The human gut is home to an astonishing number of microorganisms - 500 to 1000 bacterial species. Many of these live at peace with their host, providing essential functions for metabolism and the immune system, and they offer an attractive model to study symbiotic evolution. In the March 28 Science two groups report genome sequences of members of the human intestinal community.

Jian Xu and colleagues at the Washington University School of Medicine sequenced the complete 6.26 Mb genome of the Gram-negative anaerobe Bacteroides thetaiotaomicron, a dominant gut microbe (Science 2003, 299:2074-2076). It has a predicted proteome of 4779 proteins over half of which have predicted functions. It has an expansion of genes involved in polysaccharide uptake and degradation, as well as environment-sensing systems. There are more glycosylhydrolases than in any other bacteria and this explains the species' role in degrading indigestible dietary polysaccharides. Mechanisms for sensing changes in the gut environment suggest an intimate interaction with the host and other members of the intestinal community.

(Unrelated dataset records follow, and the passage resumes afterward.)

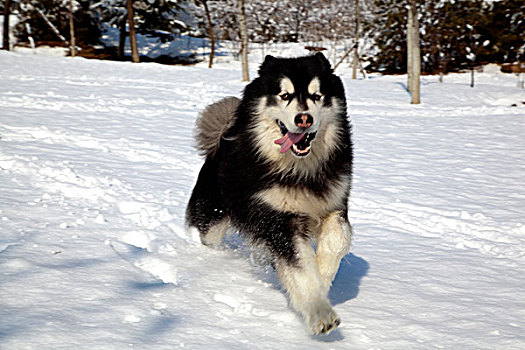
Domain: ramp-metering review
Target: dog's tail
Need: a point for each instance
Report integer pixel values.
(213, 123)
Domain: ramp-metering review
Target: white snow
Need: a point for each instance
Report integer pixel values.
(97, 163)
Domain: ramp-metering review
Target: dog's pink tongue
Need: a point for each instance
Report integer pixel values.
(288, 140)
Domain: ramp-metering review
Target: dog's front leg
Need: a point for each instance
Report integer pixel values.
(306, 289)
(332, 245)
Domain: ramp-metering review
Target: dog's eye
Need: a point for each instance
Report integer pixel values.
(286, 96)
(316, 97)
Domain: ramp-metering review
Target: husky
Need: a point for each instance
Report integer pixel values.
(278, 168)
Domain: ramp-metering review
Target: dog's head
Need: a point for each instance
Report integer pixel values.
(298, 105)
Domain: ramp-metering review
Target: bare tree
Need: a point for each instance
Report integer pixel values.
(72, 30)
(7, 13)
(244, 41)
(210, 32)
(356, 54)
(132, 35)
(414, 54)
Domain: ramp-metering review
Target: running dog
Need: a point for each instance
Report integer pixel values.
(278, 169)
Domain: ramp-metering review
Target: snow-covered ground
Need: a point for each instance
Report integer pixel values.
(97, 163)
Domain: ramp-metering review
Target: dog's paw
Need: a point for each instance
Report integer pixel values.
(323, 320)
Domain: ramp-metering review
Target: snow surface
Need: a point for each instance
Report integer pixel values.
(97, 163)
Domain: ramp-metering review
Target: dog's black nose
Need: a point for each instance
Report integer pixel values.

Paulsen and co-workers at The Institute for Genome Research in Maryland, sequenced a rogue bug, the vancomycin-resistant Enterococcu faecalis (Science 2003, 299:2071-2074). E. faecalis is a resilient, Gram-positive bacterium that is resistant to many antibiotics, including vancomycin, and presents a serious healthcare threat. The bacterial chromosome and three plasmids encode 3337 predicted proteins. Over a quarter of the genome is made up of mobile elements and foreign DNA that possibly contributed to virulence and drug resistance. One of these elements appears to confer vancomycin resistance, while another represents a large pathogenicity island. Virulence factors and surface proteins encoded by the genome will be future drug targets.

The availability of host and bacterial genomes will provide more insights into how we interact with our intestinal tenants - for good and for bad.